AI is boring
doesn't it feel like everything "AI" is boring now?
obviously there's no way to prove this with hard data, since it's just about the vibe of it all. from text, to images, to music, to video, all of it just feels empty now.
…but it didn't always feel that way, did it? the first text-to-image models were blobby and ugly, but the resulting images were undeniably fascinating. when AI Dungeon hit the scene, it didn't take long for plenty of people to be engrossed by its world of non-sequitur. jump a few years to today, and everything made by these machine learning systems just feels boring and sanitized. it's just endless cascades of unwanted slop; made by no one, for no one.
i don't think this phenomenon is just a coincidence. after all, what does machine learning do? it creates a statistical model based off input data to suit a reward function. the better such a model is at suiting this goal, the more predictable and reliable its outputs will be. when something becomes reliable and predictable, it becomes boring.
in most applications, that isn't a problem. nobody wants their robot vacuum to suddenly get creative with how it cleans the floor, nor do you want a self-driving car to have fun with avoiding an obstacle. if anything, the more boring ML is, the more useful it is as a tool. why did we want — or even expect it — to suddenly start being creative in the first place?
tools are not capable of intent. the brush does not make paint into art, nor does the camera make film into art. under this assumption, it becomes apparent why automating the creation of what is supposed to be a creative work entirely inevitably leads to the output containing nothing of value. without an artist's vision, there cannot be creativity.

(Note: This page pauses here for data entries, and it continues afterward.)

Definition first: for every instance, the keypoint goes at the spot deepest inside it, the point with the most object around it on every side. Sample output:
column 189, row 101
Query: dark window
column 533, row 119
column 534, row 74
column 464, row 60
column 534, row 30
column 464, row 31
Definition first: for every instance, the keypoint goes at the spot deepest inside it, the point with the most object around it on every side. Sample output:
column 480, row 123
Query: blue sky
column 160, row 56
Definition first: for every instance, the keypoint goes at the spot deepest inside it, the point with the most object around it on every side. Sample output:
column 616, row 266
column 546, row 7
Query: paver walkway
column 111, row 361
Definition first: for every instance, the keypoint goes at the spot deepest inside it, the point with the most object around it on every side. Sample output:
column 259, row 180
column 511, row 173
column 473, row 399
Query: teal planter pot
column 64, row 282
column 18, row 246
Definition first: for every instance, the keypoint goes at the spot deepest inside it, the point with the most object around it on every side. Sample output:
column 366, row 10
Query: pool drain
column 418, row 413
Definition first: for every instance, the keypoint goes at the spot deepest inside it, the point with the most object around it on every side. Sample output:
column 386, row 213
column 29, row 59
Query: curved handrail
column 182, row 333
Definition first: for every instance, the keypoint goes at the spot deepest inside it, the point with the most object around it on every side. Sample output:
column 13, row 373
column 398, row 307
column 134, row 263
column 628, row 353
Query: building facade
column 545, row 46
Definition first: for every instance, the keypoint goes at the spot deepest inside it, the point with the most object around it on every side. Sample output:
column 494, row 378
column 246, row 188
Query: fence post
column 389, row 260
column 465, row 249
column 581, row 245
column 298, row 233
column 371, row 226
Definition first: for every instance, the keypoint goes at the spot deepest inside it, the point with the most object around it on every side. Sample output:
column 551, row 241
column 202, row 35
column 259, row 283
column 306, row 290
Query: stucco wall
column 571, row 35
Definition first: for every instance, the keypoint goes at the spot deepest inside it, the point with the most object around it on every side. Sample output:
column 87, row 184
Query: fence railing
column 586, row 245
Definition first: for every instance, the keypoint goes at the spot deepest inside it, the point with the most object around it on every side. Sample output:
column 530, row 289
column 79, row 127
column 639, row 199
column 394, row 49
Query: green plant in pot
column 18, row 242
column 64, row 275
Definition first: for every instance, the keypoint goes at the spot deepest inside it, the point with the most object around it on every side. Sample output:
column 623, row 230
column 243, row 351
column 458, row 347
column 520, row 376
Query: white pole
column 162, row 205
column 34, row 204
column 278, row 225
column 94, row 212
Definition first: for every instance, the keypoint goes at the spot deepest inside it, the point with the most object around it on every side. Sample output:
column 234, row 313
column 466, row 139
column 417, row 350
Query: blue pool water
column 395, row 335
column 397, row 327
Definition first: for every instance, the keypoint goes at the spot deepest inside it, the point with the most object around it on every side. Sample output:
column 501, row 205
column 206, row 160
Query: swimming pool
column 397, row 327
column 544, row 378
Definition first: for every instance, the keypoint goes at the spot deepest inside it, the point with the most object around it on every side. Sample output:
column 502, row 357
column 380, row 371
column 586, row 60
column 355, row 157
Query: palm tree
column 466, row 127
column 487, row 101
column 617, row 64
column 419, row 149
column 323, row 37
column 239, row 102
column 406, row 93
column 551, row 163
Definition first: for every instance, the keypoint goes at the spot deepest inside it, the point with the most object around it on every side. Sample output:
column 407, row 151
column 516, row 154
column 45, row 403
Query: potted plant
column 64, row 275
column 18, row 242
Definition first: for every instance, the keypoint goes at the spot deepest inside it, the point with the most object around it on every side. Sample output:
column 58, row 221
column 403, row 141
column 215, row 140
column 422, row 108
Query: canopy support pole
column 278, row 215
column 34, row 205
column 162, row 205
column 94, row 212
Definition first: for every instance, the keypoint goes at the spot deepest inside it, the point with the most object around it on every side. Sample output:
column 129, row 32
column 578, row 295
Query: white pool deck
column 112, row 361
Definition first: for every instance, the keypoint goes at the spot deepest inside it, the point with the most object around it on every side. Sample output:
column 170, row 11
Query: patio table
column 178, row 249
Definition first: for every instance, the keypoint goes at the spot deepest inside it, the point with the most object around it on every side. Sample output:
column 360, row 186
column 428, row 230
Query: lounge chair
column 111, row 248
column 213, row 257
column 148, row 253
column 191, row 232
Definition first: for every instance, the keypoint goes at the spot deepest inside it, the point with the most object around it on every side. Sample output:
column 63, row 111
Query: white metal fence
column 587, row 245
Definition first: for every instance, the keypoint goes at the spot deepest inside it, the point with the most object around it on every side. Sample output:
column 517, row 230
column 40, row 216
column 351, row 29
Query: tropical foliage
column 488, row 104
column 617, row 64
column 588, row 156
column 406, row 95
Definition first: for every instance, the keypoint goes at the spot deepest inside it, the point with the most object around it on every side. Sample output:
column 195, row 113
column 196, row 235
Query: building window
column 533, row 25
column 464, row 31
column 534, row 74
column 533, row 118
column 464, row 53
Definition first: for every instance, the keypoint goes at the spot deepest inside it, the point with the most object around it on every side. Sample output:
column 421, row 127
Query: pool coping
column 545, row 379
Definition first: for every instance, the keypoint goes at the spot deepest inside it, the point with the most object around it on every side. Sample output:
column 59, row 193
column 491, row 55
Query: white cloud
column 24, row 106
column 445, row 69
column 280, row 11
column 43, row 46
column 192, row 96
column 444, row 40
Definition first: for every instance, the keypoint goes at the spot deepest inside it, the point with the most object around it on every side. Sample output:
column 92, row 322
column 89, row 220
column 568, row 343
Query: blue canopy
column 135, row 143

therefore, when used with intent, i believe ML-based tools can be used as tools to make art; but those who sit back and let the machine do all the work without even bothering to cherry-pick the final results aren't doing that. they're spammers, not artists. and who said artists wanted to make creating things easier, anyways? i find that good ideas are the hard part of making things, and putting those ideas into action comes naturally after.
a machine can make what it's told to,
only an artist can make what they want to.